At the house, Rebecca and Joyce are being held at gunpoint outside their home by another man named Mason as Savannah and dozens of officers attempt to negotiate with him. Devin walks Sam into the driveway beside them at gunpoint and Savannah asks why the men called them and arranged this. At gunpoint, with tears in his eyes, Sam is forced to tell the police, his wife and daughter that in college, he raped a girl named Molly at a party, but due to his family's wealth, they were able to sue and slander her for trying to tell the authorities which caused her to be kicked out of the college. Sam blames the attack on having been drunk and says that he'd forgotten about it after so many years. The police, Joyce, and Rebecca are forced to continue listening as Devin reveals that Molly's life spiraled out of control shortly after those events and that while living in poverty, she had three different sons with different men before ultimately committing suicide. Devin tells him that poverty and the foster care system brutalized the three of them as children and that he and Mason's third brother was Corey, the man in the mask who Sam had shot the night before. Devin hints that it's possible Corey was Sam's illegitimate son from the sexual assault. Savannah sympathizes with Devin and Mason and offers to help the two of them, but Devin apologizes and in a plan to commit suicide by cop, they both raise their guns and are killed by the police. Joyce and Rebecca, traumatized by the incident, stare at Sam as Savannah pulls them away and Sam lowers his head in shame, knowing that he can no longer control the narrative and image of who he is to these women.

==Cast==
- Dustin Prince as Sam Hodges
- Keir Gilchrist as Layne Lewis
- Billy Boyd as Minister Fairfield
- Scout Taylor-Compton as Detective Savannah Simpson
- Sam Logan Khaleghi as Chris
- Erika Hoveland as Joyce Hodges
- Michael Emery as Devin
- Angelina Danielle Cama as Rebecca Hodges
- Kayla Kelly as Julia Hilt
- Jaime Zevallos as Detective Castillo
- Jerry Narsh as Detective Marsh
- Allison Megroet as Mel

==Production==
The film had initially been laid out to be a micro-budget project written by Holland with the intention of filming with friends to later pitch for distribution after Holland's previous self funded film 'Wronged' had done the same two years prior. However, after several interested parties, including Gilchrist, came aboard after reading the script, the indie film with its meager $60,000 budget began to grow and widen into a larger production with a much wider scope. The initial (mostly unknown cast) remained attached in the principal roles while bigger names, like Scout Taylor-Compton, were attached at the request and suggestion of producers to give the film cast familiarity. Principal photography took place in December 2019 in Detroit and Oakland County, Michigan. The final shoot had been pushed back by the COVID-19 pandemic, causing the film to be delayed in both shooting and post production until the end of 2020.
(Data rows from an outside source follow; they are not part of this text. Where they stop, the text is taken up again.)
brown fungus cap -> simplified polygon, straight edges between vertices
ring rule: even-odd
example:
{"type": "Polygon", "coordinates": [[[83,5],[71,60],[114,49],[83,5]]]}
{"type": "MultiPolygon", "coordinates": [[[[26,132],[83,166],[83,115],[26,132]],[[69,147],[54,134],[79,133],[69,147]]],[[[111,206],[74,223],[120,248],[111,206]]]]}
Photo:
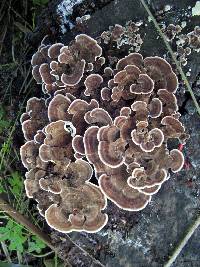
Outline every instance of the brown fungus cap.
{"type": "Polygon", "coordinates": [[[74,66],[73,72],[71,74],[62,74],[61,81],[63,82],[63,84],[68,86],[74,86],[78,84],[83,77],[84,69],[85,60],[81,60],[74,66]]]}
{"type": "Polygon", "coordinates": [[[124,69],[127,65],[135,65],[141,67],[143,64],[143,57],[138,53],[131,53],[123,59],[120,59],[116,65],[117,70],[124,69]]]}
{"type": "Polygon", "coordinates": [[[85,121],[88,124],[96,123],[101,125],[112,125],[113,121],[109,113],[103,108],[95,108],[88,111],[85,116],[85,121]]]}
{"type": "Polygon", "coordinates": [[[172,71],[170,64],[160,57],[147,57],[144,59],[147,74],[154,80],[155,88],[166,88],[175,93],[178,86],[176,74],[172,71]]]}
{"type": "Polygon", "coordinates": [[[45,100],[36,97],[30,98],[27,101],[26,113],[22,114],[20,121],[25,139],[33,140],[37,131],[48,122],[45,100]]]}
{"type": "Polygon", "coordinates": [[[80,34],[67,44],[42,43],[32,58],[46,98],[29,100],[21,117],[25,189],[58,231],[101,230],[107,199],[128,211],[145,208],[169,171],[183,167],[182,153],[168,149],[169,139],[188,138],[175,73],[160,57],[121,56],[122,38],[138,51],[137,31],[130,21],[98,42],[80,34]]]}
{"type": "Polygon", "coordinates": [[[99,185],[104,194],[119,208],[129,211],[138,211],[146,207],[151,197],[131,188],[120,169],[113,175],[103,174],[99,178],[99,185]]]}
{"type": "Polygon", "coordinates": [[[128,178],[128,184],[134,189],[145,189],[162,184],[166,177],[165,169],[159,169],[150,176],[147,175],[144,168],[135,168],[132,176],[128,178]]]}
{"type": "Polygon", "coordinates": [[[94,95],[97,93],[98,88],[103,82],[103,78],[99,74],[90,74],[84,82],[86,87],[84,94],[86,96],[94,95]]]}
{"type": "Polygon", "coordinates": [[[87,62],[94,62],[102,55],[102,48],[97,44],[97,41],[86,34],[79,34],[75,38],[76,48],[80,53],[80,57],[87,62]]]}
{"type": "Polygon", "coordinates": [[[101,213],[106,200],[99,188],[86,183],[80,189],[63,188],[60,205],[51,205],[45,212],[47,223],[54,229],[97,232],[107,223],[107,215],[101,213]]]}
{"type": "Polygon", "coordinates": [[[175,95],[166,89],[159,89],[158,96],[162,102],[164,115],[171,115],[178,111],[177,99],[175,95]]]}
{"type": "Polygon", "coordinates": [[[149,94],[153,91],[154,82],[147,74],[140,74],[137,82],[130,86],[133,94],[149,94]]]}
{"type": "Polygon", "coordinates": [[[179,172],[184,165],[184,156],[178,149],[170,151],[170,168],[173,172],[179,172]]]}
{"type": "Polygon", "coordinates": [[[158,118],[163,111],[163,104],[159,98],[153,98],[148,106],[149,116],[151,118],[158,118]]]}
{"type": "Polygon", "coordinates": [[[43,161],[65,161],[72,157],[72,136],[62,120],[45,127],[46,138],[40,146],[39,155],[43,161]]]}
{"type": "Polygon", "coordinates": [[[71,100],[68,97],[57,94],[48,106],[49,121],[69,121],[72,117],[67,111],[70,104],[71,100]]]}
In September 2021, it was announced that Gravitas Ventures acquired North American distribution rights to the film.

==Release==
The film premiered as the opening night film at the Chelsea Film Festival on October 14, 2021. It was then released in the United States and Canada on November 26, 2021.

==Reception==
The film released to generally mixed reviews, some finding the film's climax and twist in particular either genuinely surprising, or frustrating due to an inability to predict the identity of the intruder(s) for the audience. Another common criticism was Holland's choice to center the film around what is ultimately revealed to be an antagonist and follow him around in his day-to-day routine while choosing to neither take an empathetic or sympathetic route, making the film feel cold and apathetic.

Michael Talbot-Haynes of Film Threat rated the film a 7.5 out of 10.

Cody Hamman of JoBlo.com gave the film a positive review and wrote, "The cast is quite good all around, with Hoveland doing some impressive work in the emotional moments she was given."